The lockdown experience in our cities has led many people to be much more aware of noise pollution.
Cities around Europe are taking the opportunity to step up their campaign against vehicles – particularly motorbikes – that break the law by being too loud.
This week in Paris, for example, the police's 'noise brigade' has stepped up its noise checks. Using decibel meters, those riding motorbikes that are emitting noise above the permitted level are given a fine.
I am aware of the impact that loud motorcycles have for communities across North Yorkshire and, as people return to the county, this has been a particular problem
After a quiet, traffic-free lockdown, noise is very much back on the agenda and it's motorbikes and scooters that seem to aggravate the public most.
In North Yorkshire, Crime Commissioner Julia Mulligan was forced to issue a statement on the topic back in May. 'I am aware of the impact that loud motorcycles have for communities across North Yorkshire and, as people return to the county, this has been a particular problem raised with me,' she said to Motor Cycle News.
'From loud noise from motorcycles, to speeding through our rural communities… I know police officers are determined to address these issues.'
An article from The Times on July 8 says, 'it’s time the decibels were reduced' and brands motorcycles as 'unnecessarily loud'.
A video shown by the BBC this week that a single noisy bike travelling across the city of Paris disturbs more than 11,000 people on its trip. A new system will soon be rolled out across Paris using noise radar that can impose fines automatically via ANPR on vehicles that are too loud.
Several European countries are closing more and more roads to motorcycles because of noise. One German state is proposing a crackdown, including noise restrictions in built-up areas and a complete ban on aftermarket exhausts.
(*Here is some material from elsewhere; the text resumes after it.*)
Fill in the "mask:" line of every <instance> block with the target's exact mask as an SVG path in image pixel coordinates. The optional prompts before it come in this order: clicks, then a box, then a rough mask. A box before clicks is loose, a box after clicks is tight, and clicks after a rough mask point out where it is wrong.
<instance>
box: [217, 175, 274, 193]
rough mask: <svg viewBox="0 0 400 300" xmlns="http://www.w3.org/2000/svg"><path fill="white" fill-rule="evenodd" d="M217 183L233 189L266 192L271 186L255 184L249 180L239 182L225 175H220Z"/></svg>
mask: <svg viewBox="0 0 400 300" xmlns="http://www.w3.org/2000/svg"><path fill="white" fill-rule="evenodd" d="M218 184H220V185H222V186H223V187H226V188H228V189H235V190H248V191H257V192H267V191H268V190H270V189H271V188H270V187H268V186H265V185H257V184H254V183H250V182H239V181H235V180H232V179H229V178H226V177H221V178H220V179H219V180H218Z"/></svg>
Germany's motorcyclists cause noise pollution in beauty spots, especially on Sundays and public holidays, say critics. In response, thousands of motorbike enthusiasts gathered to protest a proposed partial ban, reported Deutsche Welle (DW) earlier this month.
Overall, several hundred German cities and towns saw protests take place.
Back in June 2019, the UK Government commissioned a prototype noise camera that was be tested at several locations over the seven months, promising that, if successful, the acoustic cameras would be rolled out across the UK. They were spotted at UK sites in December 2019, but it's not clear what is happenign with further deployment.
The UK Department of Transport and French noise pollution agency Bruitparif have both trialled such 'radar systems' that detect noise, identify the culprit, take a photo and automatically issue a fine. The UK's former Transport Secretary, Chris Grayling said: 'New camera technology to be trialled by the government aims to measure the sound levels of passing vehicles to detect those that are breaking the law on noise limits, and could use automated number plate recognition to help enforce the law.
'It could also help to catch those who rev car or motorcycles engines beyond legal limits, making life a misery for those who live close by. Noise pollution makes the lives of people in communities across Britain an absolute misery and has very serious health impacts.'
While noise cameras are typically set up to detect any noisy vehicles, the devices in Paris are specifically targeting motorcycles with one set up in Saint-Forget, a hilly rural area near Paris popular with riders.
The Motor Cycle Noise Act 1987 prohibits the supply of motor cycle exhaust systems and silencers likely to result in the emission of excessive noise; and for connected purposes.
In the UK, the noise limit for a motorbike is set at 80dB, with an extra 6dB added to account for mechanical noise.